Train a multigroup spVIPES model.

This method trains the model using a custom data splitter that handles multiple groups of cells separately while maintaining the shared-private latent space learning objective.

Parameters:
  • group_indices_list (list[list[int]]) – List of indices corresponding to each group of samples. Each inner list contains the indices for cells belonging to that specific group.

  • max_epochs (int, optional) – Number of passes through the dataset. If None, defaults to np.min([round((20000 / n_cells) * 400), 400]).

  • use_gpu (str, int, bool, optional) – GPU usage specification. Use default GPU if available (if None or True), or index of GPU to use (if int), or name of GPU (if str, e.g., “cuda:0”), or use CPU (if False).

  • train_size (float, default 0.9) – Size of training set in the range [0.0, 1.0].

  • validation_size (float, optional) – Size of the validation set. If None, defaults to 1 - train_size. If train_size + validation_size < 1, the remaining cells belong to the test set.

  • batch_size (int, default 128) – Mini-batch size to use during training.

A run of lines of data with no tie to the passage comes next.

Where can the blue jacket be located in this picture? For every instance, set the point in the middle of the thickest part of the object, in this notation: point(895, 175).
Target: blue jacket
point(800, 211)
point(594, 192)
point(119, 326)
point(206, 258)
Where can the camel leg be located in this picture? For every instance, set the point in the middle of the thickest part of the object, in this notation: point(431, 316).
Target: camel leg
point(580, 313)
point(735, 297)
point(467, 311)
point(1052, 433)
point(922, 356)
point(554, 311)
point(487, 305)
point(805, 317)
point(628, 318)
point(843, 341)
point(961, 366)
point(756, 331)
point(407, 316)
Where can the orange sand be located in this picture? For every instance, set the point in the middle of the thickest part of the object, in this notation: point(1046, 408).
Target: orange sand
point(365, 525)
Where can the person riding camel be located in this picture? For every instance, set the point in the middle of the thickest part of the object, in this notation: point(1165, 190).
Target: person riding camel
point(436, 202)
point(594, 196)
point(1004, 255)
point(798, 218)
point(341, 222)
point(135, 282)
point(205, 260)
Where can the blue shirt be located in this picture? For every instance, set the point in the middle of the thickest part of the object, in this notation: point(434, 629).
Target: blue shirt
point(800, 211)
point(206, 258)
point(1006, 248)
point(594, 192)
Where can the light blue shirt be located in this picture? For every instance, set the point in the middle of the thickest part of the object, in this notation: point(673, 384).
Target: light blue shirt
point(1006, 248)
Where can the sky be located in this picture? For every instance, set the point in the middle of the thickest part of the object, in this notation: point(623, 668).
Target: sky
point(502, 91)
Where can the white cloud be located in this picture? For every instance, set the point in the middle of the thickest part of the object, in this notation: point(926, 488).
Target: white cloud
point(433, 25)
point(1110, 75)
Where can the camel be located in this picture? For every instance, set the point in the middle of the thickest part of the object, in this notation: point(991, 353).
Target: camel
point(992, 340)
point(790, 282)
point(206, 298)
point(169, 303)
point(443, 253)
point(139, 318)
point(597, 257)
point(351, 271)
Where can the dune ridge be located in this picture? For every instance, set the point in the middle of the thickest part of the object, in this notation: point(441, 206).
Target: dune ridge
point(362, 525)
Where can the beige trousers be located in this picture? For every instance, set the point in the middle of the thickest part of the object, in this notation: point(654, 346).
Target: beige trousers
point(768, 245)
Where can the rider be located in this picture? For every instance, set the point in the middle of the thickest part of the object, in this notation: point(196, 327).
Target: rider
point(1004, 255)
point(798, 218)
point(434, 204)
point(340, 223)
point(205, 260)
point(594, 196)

  • early_stopping (bool, default False) – Whether to perform early stopping. Additional arguments can be passed in **trainer_kwargs.

  • plan_kwargs (dict, optional) – Keyword arguments for the training plan. Arguments passed to train() will overwrite values present in plan_kwargs, when appropriate.

  • n_steps_kl_warmup (int, optional) – Number of training steps for KL warmup. Takes precedence over n_epochs_kl_warmup.

  • n_epochs_kl_warmup (int, default 400) – Number of epochs for KL divergence warmup.

  • **trainer_kwargs – Additional keyword arguments for the trainer.

Return type:

None

Returns:

None The model is trained in-place.

Notes

This method uses a specialized MultiGroupDataSplitter that ensures proper handling of multiple cell groups during training, maintaining the integrity of the shared-private latent space learning.